The flow back requirements include: [0068] equipment flow back
requirements including: the processing facility inlet pressure
requirement, pressure losses suffered by flow back fluids flowing
through the flow back equipment 3 (which can be dictated by the
flow back surface equipment configuration), and a target fluid
entry pressure above the pipeline or processing facility inlet
pressure requirement; and [0069] performance flow back requirements
including: maximum water flow back rate, maximum gas flow back
rate, target flow back pressure drawdown, target bottom hole
drawdown (flowing) pressure, and the composition of the gases
and/or liquids to be flowed into a pipeline or processing
facility.
[0070] At step 303, the natural gas composition and content of the
fracturing fluid mixture is determined that will achieve the
defined flow back requirements during the fracturing flow back
operation. This determination is achieved by defining a
relationship between bottom hole flowing pressure and natural
gas-to-base fluid ratio, using as inputs: the well flow back and
surface capture flow conditions for the subject well and reservoir
as well as the defined flow back requirements. Once this
relationship has been determined, a natural gas-to-base fluid ratio
is selected for a bottom hole flowing pressure that is below the
reservoir pressure minus a drawdown pressure. Then the amount of
natural gas and base fluid that needs to be mixed to form the
fracturing fluid mixture that achieves this determined natural
gas-to-base fluid ratio is determined. The composition of the
injected natural gas is selected to ensure the flow back fluids,
i.e. the combined flow of recovered injected gas, native reservoir
gas and any fracturing induced contaminants meet or exceed pipeline
specifications or the inlet requirements for the gas processing
facility.
[0071] At step 304, the hydraulic fracture treatment is completed
on the well in the reservoir 202 where the selected fracturing
fluid mixture 204 is prepared and injected having the determined
natural gas composition and content along with the base fluid.

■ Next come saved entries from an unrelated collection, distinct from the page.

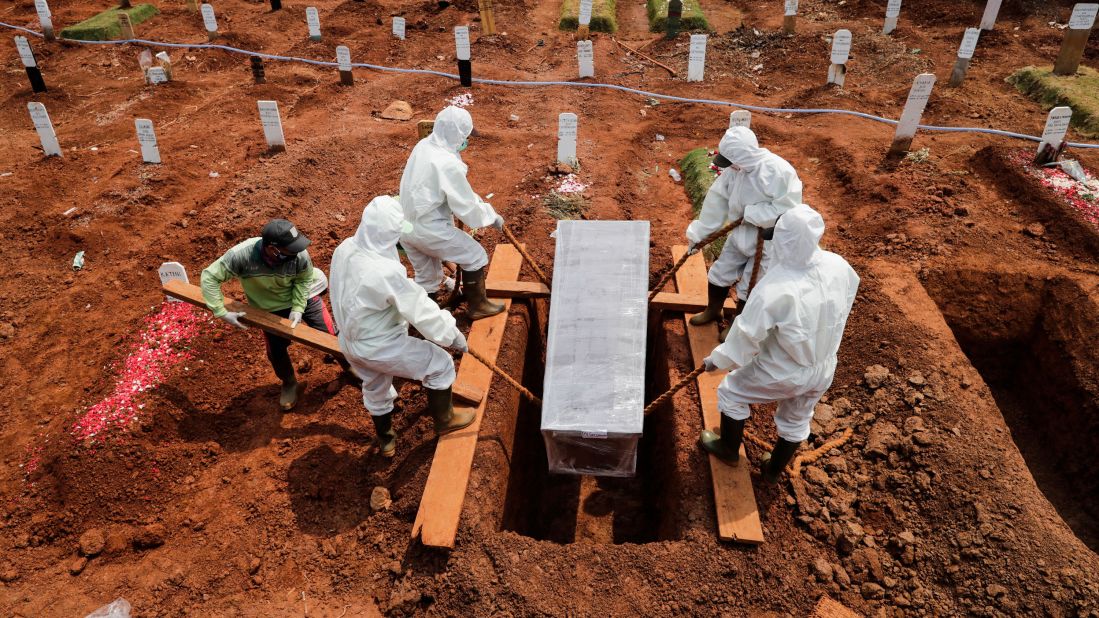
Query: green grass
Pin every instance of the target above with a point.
(697, 180)
(692, 15)
(1079, 92)
(602, 15)
(104, 26)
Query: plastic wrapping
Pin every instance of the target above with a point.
(592, 410)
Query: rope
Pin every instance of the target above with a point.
(522, 389)
(658, 96)
(683, 260)
(526, 256)
(667, 395)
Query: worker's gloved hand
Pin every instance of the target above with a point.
(234, 318)
(459, 342)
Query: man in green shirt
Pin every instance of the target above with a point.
(276, 274)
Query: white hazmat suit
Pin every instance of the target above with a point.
(785, 342)
(434, 190)
(758, 187)
(374, 301)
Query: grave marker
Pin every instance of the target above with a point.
(584, 19)
(45, 129)
(1079, 30)
(462, 44)
(488, 17)
(313, 22)
(1053, 135)
(991, 9)
(790, 17)
(965, 54)
(148, 151)
(26, 55)
(171, 272)
(913, 110)
(566, 139)
(740, 118)
(42, 8)
(343, 59)
(841, 51)
(210, 22)
(586, 56)
(892, 11)
(696, 62)
(273, 125)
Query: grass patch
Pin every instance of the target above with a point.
(104, 26)
(697, 179)
(1079, 92)
(692, 15)
(602, 15)
(565, 206)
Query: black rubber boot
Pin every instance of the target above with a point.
(386, 437)
(714, 300)
(725, 443)
(473, 287)
(441, 406)
(775, 462)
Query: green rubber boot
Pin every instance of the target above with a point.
(725, 443)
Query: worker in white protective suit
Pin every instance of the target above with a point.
(434, 190)
(783, 346)
(374, 302)
(756, 186)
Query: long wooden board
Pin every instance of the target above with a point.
(733, 496)
(436, 522)
(274, 324)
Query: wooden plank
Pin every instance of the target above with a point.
(436, 521)
(303, 333)
(733, 496)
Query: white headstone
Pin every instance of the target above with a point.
(208, 19)
(1084, 17)
(566, 139)
(313, 21)
(45, 129)
(696, 62)
(24, 52)
(147, 140)
(586, 55)
(173, 272)
(1056, 127)
(913, 107)
(841, 46)
(157, 75)
(343, 57)
(585, 12)
(462, 42)
(991, 9)
(273, 124)
(969, 43)
(740, 118)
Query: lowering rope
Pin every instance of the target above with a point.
(626, 89)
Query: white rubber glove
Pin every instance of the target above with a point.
(234, 318)
(459, 342)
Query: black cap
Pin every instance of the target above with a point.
(285, 235)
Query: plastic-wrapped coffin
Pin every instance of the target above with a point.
(595, 382)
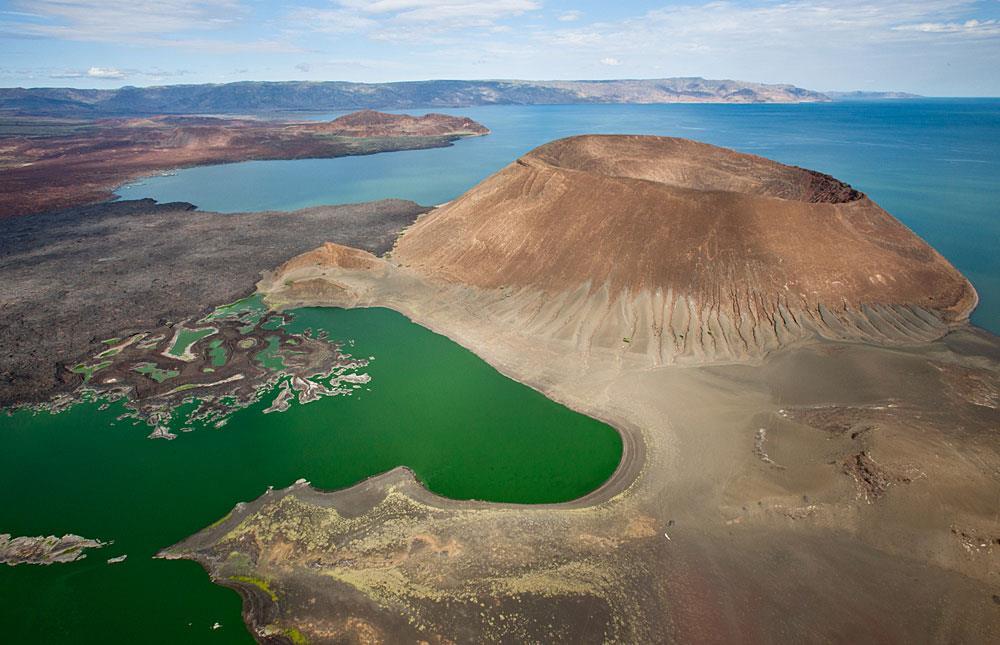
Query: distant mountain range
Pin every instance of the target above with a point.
(253, 97)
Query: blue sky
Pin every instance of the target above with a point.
(934, 47)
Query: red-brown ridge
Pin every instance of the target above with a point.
(686, 249)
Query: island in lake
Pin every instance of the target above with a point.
(809, 422)
(806, 421)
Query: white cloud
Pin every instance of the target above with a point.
(139, 22)
(105, 72)
(409, 20)
(970, 27)
(735, 28)
(449, 10)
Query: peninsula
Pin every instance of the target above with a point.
(790, 368)
(53, 164)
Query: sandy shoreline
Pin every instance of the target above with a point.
(673, 547)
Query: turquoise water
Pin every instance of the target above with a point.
(466, 431)
(934, 164)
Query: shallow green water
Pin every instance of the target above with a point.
(467, 431)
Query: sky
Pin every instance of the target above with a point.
(931, 47)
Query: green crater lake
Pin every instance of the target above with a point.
(465, 429)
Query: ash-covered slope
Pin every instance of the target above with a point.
(684, 251)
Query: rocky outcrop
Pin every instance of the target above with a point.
(44, 549)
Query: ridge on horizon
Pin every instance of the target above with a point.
(263, 96)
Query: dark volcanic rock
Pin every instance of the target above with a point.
(75, 277)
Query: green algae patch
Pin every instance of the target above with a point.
(269, 357)
(217, 353)
(155, 372)
(184, 339)
(257, 582)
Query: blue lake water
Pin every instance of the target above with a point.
(934, 164)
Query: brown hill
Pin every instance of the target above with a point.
(369, 123)
(682, 250)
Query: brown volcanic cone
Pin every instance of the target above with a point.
(681, 249)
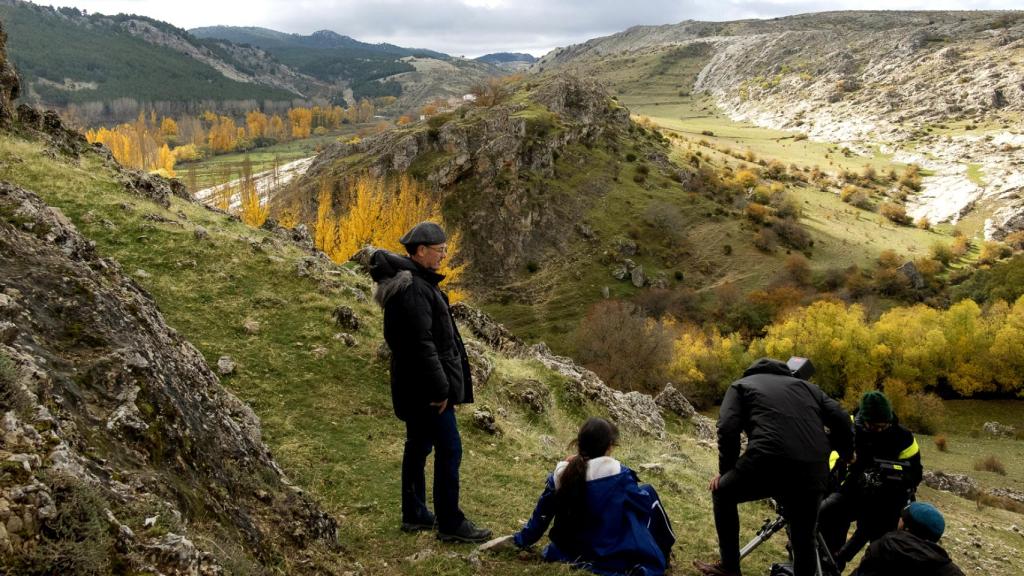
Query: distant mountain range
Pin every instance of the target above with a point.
(68, 57)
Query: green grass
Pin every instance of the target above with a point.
(222, 168)
(975, 174)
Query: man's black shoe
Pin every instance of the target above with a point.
(467, 532)
(425, 525)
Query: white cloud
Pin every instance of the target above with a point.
(476, 27)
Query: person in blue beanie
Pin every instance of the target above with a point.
(604, 520)
(911, 548)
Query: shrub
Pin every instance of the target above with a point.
(765, 240)
(798, 269)
(793, 234)
(990, 464)
(992, 251)
(627, 350)
(961, 246)
(911, 177)
(668, 220)
(923, 413)
(942, 252)
(75, 540)
(745, 178)
(890, 259)
(856, 197)
(758, 212)
(895, 212)
(1016, 240)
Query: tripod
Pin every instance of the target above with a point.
(825, 564)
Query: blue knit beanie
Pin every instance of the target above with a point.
(925, 521)
(875, 407)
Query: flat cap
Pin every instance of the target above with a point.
(424, 233)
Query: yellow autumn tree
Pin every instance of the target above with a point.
(326, 227)
(256, 124)
(167, 160)
(301, 120)
(169, 127)
(379, 212)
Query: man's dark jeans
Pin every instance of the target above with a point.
(438, 432)
(875, 516)
(799, 502)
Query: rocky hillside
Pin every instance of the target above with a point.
(495, 167)
(121, 450)
(508, 60)
(940, 89)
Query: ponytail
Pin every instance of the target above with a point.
(595, 438)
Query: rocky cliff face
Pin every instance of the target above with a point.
(120, 451)
(99, 397)
(864, 79)
(488, 165)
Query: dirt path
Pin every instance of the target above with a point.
(265, 182)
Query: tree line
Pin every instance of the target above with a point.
(158, 144)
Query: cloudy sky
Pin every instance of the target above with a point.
(472, 28)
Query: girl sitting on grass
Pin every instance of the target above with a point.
(604, 520)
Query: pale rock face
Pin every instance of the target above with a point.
(126, 409)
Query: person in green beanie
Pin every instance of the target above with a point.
(882, 479)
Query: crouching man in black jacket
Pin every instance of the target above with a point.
(912, 548)
(429, 375)
(786, 457)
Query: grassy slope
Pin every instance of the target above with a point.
(328, 420)
(843, 235)
(218, 169)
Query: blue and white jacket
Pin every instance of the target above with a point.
(617, 537)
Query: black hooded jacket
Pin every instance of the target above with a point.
(895, 443)
(784, 419)
(428, 358)
(901, 553)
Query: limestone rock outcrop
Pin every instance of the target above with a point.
(109, 416)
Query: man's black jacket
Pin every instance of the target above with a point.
(428, 358)
(784, 419)
(894, 443)
(904, 553)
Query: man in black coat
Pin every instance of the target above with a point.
(873, 492)
(429, 375)
(786, 458)
(912, 548)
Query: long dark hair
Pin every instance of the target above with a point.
(595, 438)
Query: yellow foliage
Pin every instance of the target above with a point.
(169, 127)
(379, 212)
(254, 209)
(301, 120)
(326, 227)
(167, 160)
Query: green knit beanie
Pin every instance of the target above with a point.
(875, 407)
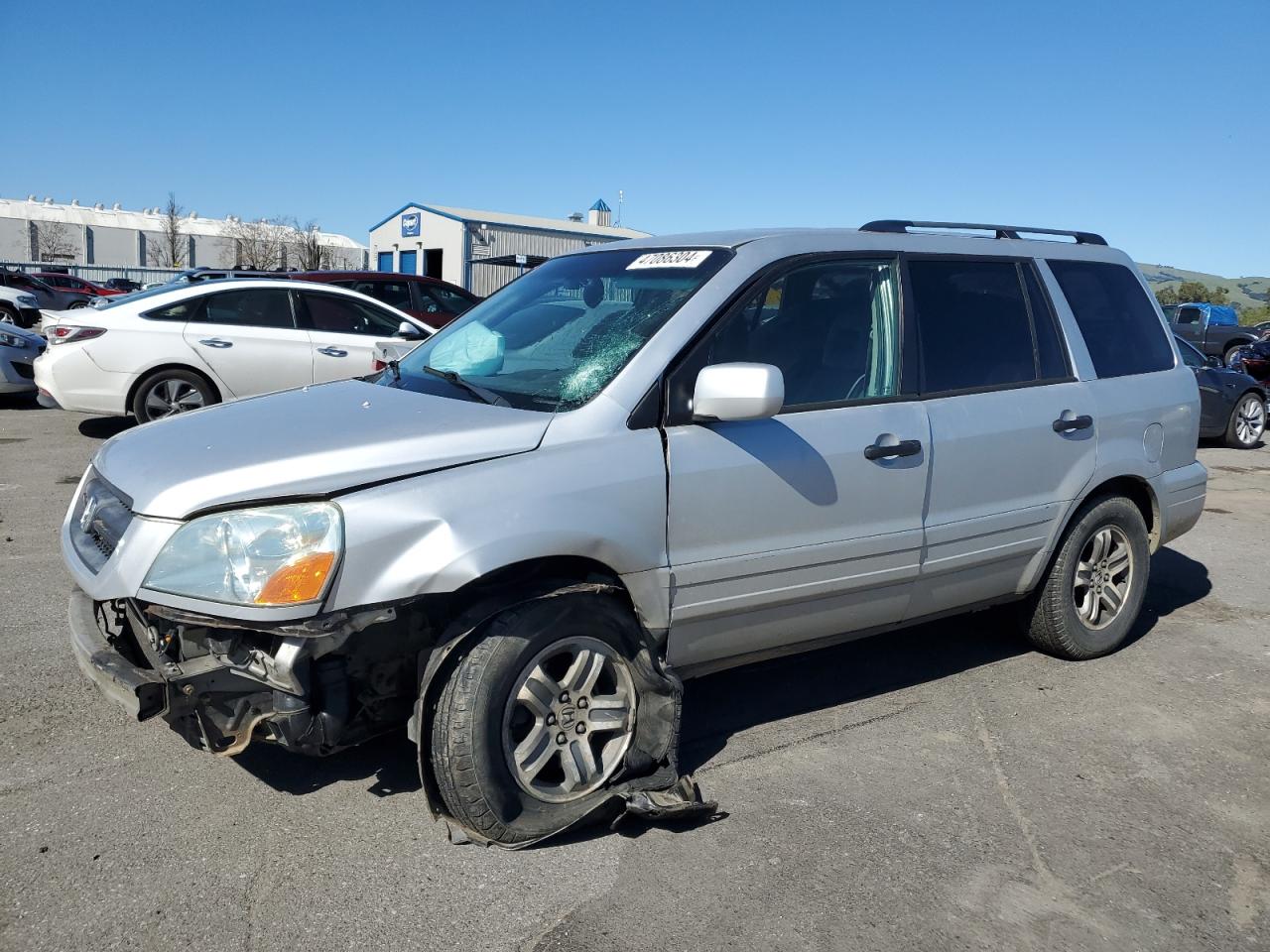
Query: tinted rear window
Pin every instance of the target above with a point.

[0072] At step 305, a well stream comprising the injected
fracturing fluid mixture is flowed back from the reservoir 202 at
the selected bottom hole flowing pressure and the selected flow
rate such that the recovered well stream meet the flow back
requirements and result in surface pressures that permit capture
and processing of at least a recovered gas component of the well
stream during the flow back operation.
[0073] When defining the flow back requirements per step 302,
consideration can be given to the processing facility inlet
pressure and compositional requirements. For example, a maximum gas
flow rate can be dictated by the capacity and capability of the
processing facility to process the flow back gases to meet or
exceed the sales specification, and a maximum fracturing base fluid
(e.g. water) flow rate and total base fluid recovered can be
dictated by the ability for a closed captured system to capture and
store water. By specifying flow back requirements that meet both
the pipeline or processing facility pressure and compositional
requirements, the amount of surface flow back equipment can be
reduced, thereby potentially saving time and cost when compared to
conventional processes that require treatment of the well stream
prior to meeting compositional requirements and/or compression of
flow back gases to meet pressure requirements. Further, by being
able to flow the well stream directly to the processing facility,
potentially environmentally adverse actions like venting and
flaring can be reduced or avoided altogether.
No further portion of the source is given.